The increase, which beat expectations, is good news for the retailer, whose stock has fallen more than 70 per cent since May last year.
Sales at Findel’s home shopping arm were 3 per cent ahead of last year and bad debt fell in line with management expectations.
Citigroup analyst James Targett said that, although decreasing bad debt was welcome, the trend should be treated with caution. He noted: “This is not a busy period for Findel – unlike September to November – and the extent of bad debts is not realised until several months after.”
Numis analyst Nick Coulter was confident that Findel was approaching its busy period with a solid strategy. “As we enter the key pre-Christmas catalogue season, Findel is positioned for a soft market with low levels of new customer recruitment and flat stock commitments,” he said.
Findel chief executive Patrick Jolly agreed that the next few months will be the acid test for how the economic downturn is affecting his customers.
“We have been planning for contingencies if retail is soft,” he said. “We are cautious about recruitment of new customers and won’t be chasing sales unless the environment improves.

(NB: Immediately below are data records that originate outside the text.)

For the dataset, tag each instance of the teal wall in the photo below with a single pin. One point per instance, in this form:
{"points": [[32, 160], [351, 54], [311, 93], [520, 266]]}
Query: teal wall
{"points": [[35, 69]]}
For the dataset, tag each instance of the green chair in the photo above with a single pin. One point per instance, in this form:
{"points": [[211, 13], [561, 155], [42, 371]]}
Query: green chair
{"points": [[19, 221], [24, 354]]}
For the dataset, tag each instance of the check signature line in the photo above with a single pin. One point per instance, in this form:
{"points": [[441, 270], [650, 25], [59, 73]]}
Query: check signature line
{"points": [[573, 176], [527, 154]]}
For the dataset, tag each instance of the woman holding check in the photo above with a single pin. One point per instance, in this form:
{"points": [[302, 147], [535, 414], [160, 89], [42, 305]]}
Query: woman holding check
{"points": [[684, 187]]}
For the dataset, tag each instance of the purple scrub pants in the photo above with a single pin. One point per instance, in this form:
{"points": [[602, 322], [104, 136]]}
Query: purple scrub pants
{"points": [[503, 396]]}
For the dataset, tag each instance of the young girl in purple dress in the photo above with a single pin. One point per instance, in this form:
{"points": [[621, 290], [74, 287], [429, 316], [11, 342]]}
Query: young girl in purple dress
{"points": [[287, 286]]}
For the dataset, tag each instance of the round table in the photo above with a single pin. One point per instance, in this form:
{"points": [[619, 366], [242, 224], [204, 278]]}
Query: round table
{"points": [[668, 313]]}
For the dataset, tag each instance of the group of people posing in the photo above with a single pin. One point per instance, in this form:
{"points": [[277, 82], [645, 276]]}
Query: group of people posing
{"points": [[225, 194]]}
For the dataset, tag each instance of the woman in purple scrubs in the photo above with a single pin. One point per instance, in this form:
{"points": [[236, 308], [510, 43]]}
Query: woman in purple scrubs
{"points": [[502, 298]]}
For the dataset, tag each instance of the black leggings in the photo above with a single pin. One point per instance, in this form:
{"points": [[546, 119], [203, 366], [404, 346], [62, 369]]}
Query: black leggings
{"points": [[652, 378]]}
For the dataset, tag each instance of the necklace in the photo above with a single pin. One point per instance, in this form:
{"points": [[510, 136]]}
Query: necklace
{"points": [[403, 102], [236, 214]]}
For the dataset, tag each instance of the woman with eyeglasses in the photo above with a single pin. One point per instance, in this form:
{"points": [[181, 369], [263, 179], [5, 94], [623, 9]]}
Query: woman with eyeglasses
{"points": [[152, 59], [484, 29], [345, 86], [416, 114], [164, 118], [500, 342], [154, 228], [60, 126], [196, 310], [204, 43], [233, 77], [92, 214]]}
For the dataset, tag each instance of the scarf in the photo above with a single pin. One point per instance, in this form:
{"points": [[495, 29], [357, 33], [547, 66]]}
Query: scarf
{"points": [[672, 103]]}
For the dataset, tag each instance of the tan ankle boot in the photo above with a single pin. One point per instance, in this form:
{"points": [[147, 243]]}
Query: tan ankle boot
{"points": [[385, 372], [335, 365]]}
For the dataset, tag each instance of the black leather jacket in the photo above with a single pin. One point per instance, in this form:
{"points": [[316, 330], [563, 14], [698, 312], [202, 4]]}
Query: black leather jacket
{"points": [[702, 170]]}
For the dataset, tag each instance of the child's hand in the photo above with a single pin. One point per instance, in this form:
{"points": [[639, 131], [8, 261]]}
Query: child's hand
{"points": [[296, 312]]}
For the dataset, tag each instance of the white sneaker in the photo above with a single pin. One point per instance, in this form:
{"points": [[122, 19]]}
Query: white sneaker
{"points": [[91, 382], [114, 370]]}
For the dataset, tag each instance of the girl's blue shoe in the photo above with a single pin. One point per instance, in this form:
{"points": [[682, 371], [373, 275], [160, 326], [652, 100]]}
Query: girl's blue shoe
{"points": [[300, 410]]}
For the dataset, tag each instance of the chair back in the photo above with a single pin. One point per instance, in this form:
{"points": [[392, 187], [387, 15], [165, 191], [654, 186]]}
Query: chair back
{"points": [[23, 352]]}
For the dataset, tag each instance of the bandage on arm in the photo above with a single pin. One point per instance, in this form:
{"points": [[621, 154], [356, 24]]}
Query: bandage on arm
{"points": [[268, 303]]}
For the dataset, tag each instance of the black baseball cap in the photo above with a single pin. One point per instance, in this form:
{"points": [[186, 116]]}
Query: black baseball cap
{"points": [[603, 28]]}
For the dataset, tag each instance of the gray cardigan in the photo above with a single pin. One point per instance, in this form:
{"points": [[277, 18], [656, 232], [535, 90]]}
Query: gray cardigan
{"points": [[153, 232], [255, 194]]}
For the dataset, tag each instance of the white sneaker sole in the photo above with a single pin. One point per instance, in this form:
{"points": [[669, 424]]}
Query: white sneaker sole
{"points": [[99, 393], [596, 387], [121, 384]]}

We will concentrate instead on more sales from existing customers.
“We have washed out the bad debts that caused us problems in March and are not taking on people with low credit scores.”
Jolly also said Findel will not be looking at more brands at present, but concentrating on the organic growth of its existing businesses.
Findel’s biggest catalogue mailing of the year will be sent out next week, including a new look for its Cotswold Company furniture catalogue.
Jolly said that “middle England” had been hit worst by the consumer downturn. “We are lucky, because we have other arms such as our credit business, which is doing well to counterbalance it,” he said.